In sum, the decision rendered in civil case 1218 on October 28, 1968 is a patent nullity. The court below did not have power to determine who (the Firmalos or the Tarucs) were entitled to an award of free patent title over that piece of property that yet belonged to the public domain. Neither did it have power to adjudge the Tarucs as entitled to the “true equitable ownership” thereof, the latter’s effect being the same: the exclusion of the Firmalos in favor of the Tarucs.[9]

In an action for quieting of title, the complainant is seeking for “an adjudication that a claim of title or interest in property adverse to the claimant is invalid, to free him from the danger of hostile claim, and to remove a cloud upon or quiet title to land where stale or unenforceable claims or demands exist.”[10] Under Articles 476[11] and 477[12] of the Civil Code, the two indispensable requisites in an action to quiet title are: (1) that the plaintiff has a legal or equitable title to or interest in the real property subject of the action; and (2) that there is a cloud on his title by reason of any instrument, record, deed, claim, encumbrance or proceeding, which must be shown to be in fact invalid or inoperative despite its prima facie appearance of validity.[13]

In this case, petitioners, claiming to be owners of the disputed property, allege that respondents are unlawfully claiming the disputed property by using void documents, namely the “Catulagan” and the Deed of Waiver of Rights. However, the records reveal that petitioners do not have legal or equitable title over the disputed property, which forms part of Lot 43, a public land within the Baguio Townsite Reservation. It is clear from the facts of the case that petitioners’ predecessors-in-interest, the heirs of Pocdo Pool, were not even granted a Certificate of Ancestral Land Claim over Lot 43, which remains public land. Thus, the trial court had no other recourse but to dismiss the case.

There is no more need to discuss the other issues raised since these are intrinsically linked to petitioners’ action to quiet title.

WHEREFORE, we DENY the petition. We AFFIRM the 12 October 2011 Decision of the Court of Appeals in CA-G.R. CV No. 91039.

SO ORDERED.

Brion, Del Castillo, Perez, and Reyes,* JJ., concur.

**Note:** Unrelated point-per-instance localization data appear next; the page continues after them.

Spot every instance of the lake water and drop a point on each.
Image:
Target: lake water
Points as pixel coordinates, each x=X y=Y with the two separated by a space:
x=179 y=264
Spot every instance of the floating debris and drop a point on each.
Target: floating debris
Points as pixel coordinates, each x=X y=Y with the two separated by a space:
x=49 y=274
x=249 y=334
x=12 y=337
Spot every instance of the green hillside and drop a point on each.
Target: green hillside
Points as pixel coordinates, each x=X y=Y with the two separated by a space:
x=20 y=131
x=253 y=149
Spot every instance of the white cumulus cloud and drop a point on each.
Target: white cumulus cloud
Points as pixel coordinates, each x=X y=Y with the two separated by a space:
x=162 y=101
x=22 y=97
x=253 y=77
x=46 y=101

* Designated acting member per Special Order No. 1650 dated 13 March 2014.

[1] Under Rule 45 of the 1997 Rules of Civil Procedure.

[2] Rollo, pp. 30-42. Penned by Associate Justice Mario L. Guariña III, with Associate Justices Apolinario D. Bruselas, Jr. and Manuel M. Barrios, concurring.

[3] Id. at 31-33.

[4] Id. at 91-96.

[5] Id. at 13-14.

[6] Id. at 76.

[7] Citing Republic v. Sangalang, 243 Phil. 46 (1988) and Heirs of Gumangan v. Court of Appeals, 254 Phil. 569 (1989).

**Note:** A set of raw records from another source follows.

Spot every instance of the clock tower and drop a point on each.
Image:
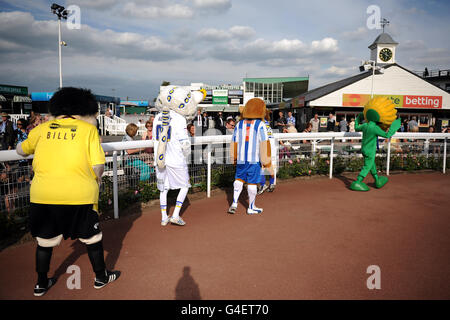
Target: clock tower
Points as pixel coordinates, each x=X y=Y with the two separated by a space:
x=382 y=50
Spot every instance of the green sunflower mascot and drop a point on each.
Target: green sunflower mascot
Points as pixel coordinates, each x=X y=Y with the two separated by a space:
x=381 y=120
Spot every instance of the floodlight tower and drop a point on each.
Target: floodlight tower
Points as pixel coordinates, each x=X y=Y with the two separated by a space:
x=61 y=13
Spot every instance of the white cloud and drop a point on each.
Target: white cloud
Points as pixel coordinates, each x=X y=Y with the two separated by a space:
x=235 y=32
x=97 y=4
x=242 y=32
x=333 y=70
x=213 y=4
x=177 y=11
x=325 y=45
x=359 y=34
x=20 y=29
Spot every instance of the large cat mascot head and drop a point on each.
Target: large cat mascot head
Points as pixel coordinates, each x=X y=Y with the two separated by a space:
x=182 y=101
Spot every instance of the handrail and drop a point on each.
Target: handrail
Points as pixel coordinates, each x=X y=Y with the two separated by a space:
x=11 y=155
x=212 y=140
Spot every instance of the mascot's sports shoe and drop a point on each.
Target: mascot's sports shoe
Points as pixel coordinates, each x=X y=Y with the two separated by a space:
x=40 y=291
x=177 y=221
x=380 y=182
x=254 y=210
x=263 y=188
x=110 y=276
x=359 y=186
x=232 y=210
x=165 y=222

[8] Nos. L-32651-52, 31 August 1971, 40 SCRA 449.

[9] Id. at 454-455.

[10] A. Baviera, Civil Law Review 103 (2008).

[11] Article 476. Whenever there is a cloud on title to real property or any interest therein, by reason of any instrument, record, claim, encumbrance or proceeding which is apparently valid or effective but is in truth and in fact invalid, ineffective, voidable or unenforceable, and may be prejudicial to said title, an action may be brought to remove such cloud or to quiet the title.

An action may also be brought to prevent a cloud from being cast upon title to real property or any interest therein.

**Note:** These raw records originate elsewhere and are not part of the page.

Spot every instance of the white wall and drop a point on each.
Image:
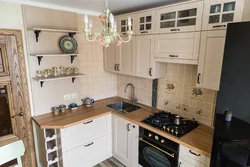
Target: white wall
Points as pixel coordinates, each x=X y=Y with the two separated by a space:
x=11 y=18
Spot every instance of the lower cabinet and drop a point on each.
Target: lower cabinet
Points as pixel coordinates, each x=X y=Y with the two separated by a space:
x=210 y=59
x=190 y=158
x=125 y=141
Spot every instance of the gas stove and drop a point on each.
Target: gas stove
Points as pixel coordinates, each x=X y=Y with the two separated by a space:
x=171 y=123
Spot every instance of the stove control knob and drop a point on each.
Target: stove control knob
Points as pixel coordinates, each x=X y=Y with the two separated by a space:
x=162 y=140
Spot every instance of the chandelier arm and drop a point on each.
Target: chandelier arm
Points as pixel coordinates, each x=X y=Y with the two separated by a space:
x=93 y=40
x=124 y=41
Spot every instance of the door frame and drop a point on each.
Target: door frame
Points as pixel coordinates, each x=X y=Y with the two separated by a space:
x=24 y=124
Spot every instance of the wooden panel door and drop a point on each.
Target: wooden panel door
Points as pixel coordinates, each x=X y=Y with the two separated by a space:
x=18 y=95
x=144 y=54
x=124 y=58
x=121 y=140
x=210 y=60
x=218 y=13
x=110 y=58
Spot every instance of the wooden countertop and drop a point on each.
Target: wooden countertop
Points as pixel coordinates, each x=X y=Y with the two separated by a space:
x=200 y=139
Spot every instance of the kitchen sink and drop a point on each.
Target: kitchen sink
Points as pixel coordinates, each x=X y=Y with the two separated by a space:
x=123 y=107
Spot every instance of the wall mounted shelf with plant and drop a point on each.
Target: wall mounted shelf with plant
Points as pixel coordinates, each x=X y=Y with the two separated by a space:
x=45 y=79
x=40 y=56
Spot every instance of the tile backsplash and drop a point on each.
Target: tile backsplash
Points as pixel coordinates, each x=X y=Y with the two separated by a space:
x=177 y=93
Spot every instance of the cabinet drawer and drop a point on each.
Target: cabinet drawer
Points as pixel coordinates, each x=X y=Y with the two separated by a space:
x=74 y=135
x=87 y=152
x=178 y=46
x=192 y=156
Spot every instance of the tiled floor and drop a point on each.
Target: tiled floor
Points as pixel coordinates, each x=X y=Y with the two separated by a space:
x=111 y=162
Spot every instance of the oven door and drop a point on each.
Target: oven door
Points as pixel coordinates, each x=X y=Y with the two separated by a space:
x=153 y=155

[12] Article 477. The plaintiff must have legal or equitable title to, or interest in the real property which is the subject matter of the action. He need not be in possession of said property.

[13] Mananquil v. Moico, G.R. No. 180076, 21 November 2012, 686 SCRA 123; Chung, Jr. v. Mondragon, G.R. No. 179754, 21 November 2012, 686 SCRA 112; National Spiritual Assembly of the Baha’is of the Philippines v. Pascual, G.R. No. 169272, 11 July 2012, 676 SCRA 96.